Brownsville Navigation District
Argued March 2, 1938
Decided May 16, 1938
304 U.S. 295
1. Though not bound to furnish cars for transportation in Mexico, carriers may not discriminate unreasonably between shippers, places, or classes of traffic within the United States in the furnishing of equipment for transportation beyond the boundary. P. 304 U. S. 300.

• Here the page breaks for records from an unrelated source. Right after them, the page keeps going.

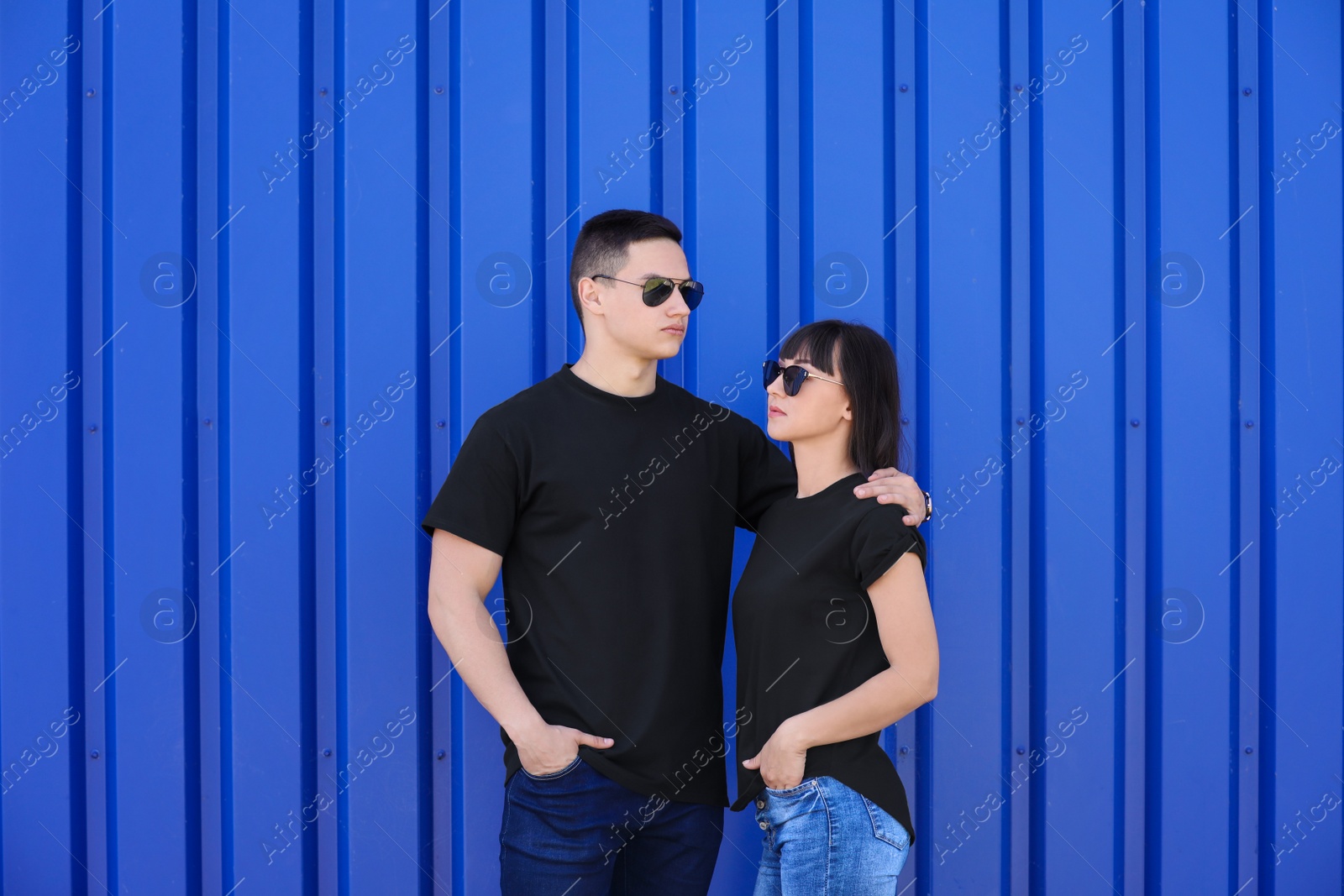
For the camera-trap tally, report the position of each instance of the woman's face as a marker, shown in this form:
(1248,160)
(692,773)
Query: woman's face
(819,407)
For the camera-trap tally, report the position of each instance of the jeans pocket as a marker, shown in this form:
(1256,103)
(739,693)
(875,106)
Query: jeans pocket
(553,775)
(885,826)
(792,792)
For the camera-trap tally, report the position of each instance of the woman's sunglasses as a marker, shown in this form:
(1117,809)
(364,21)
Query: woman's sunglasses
(793,376)
(658,289)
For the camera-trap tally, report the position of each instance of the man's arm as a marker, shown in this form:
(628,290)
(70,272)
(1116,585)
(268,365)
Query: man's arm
(461,575)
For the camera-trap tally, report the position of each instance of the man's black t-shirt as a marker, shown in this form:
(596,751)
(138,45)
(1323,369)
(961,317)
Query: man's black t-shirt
(615,517)
(806,633)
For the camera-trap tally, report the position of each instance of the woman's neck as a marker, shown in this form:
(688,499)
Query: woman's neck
(820,465)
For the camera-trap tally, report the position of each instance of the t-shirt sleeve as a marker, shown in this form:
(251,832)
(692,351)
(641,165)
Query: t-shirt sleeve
(882,539)
(765,473)
(480,496)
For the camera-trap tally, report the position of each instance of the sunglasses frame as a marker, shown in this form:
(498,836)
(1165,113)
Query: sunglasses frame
(692,295)
(797,379)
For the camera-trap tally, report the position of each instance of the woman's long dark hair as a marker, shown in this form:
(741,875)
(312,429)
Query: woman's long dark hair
(869,371)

2. The rail connection of the Port of Brownsville, Texas, with Matamoros, Mexico, was over line of carrier A to line of connecting
carrier B, over B to a bridge, and across the Rio Grande to lines in Mexico. A owned no cars, but confined itself to switching service; B was engaged in traffic between other Texas ports and Mexico, but participation in traffic between Port of Brownsville and Mexico was confined to intermediate switching service, the charge for which was specified in its tariff. There was no joint rate applicable over the tracks of A and B, the bridge, and any railway in Mexico, nor did the tariffs of A and B contain any provision relating to the furnishing of cars for such transportation. B furnished cars for line hauls from the other ports, but refused to permit cars delivered by it to A to be reloaded for shipment into Mexico, or to deliver cars to A for loading at the Port of Brownsville, or, if loaded there, to switch them en route to Mexico. In an action of mandamus by the Port of Brownsville and shippers, held:
(1) That the District Court was without jurisdiction to require either A or B to furnish cars for transportation between that Port and Mexico. Pp. 304 U. S. 299-300.
(2) The question of discrimination by B between that and other ports was an administrative question for the Interstate Commerce Commission. Id.
91 F.2d 502 reversed.
Certiorari, 302 U.S. 669, to review a judgment which reversed a judgment of the District Court dismissing a petition for mandamus for want of jurisdiction.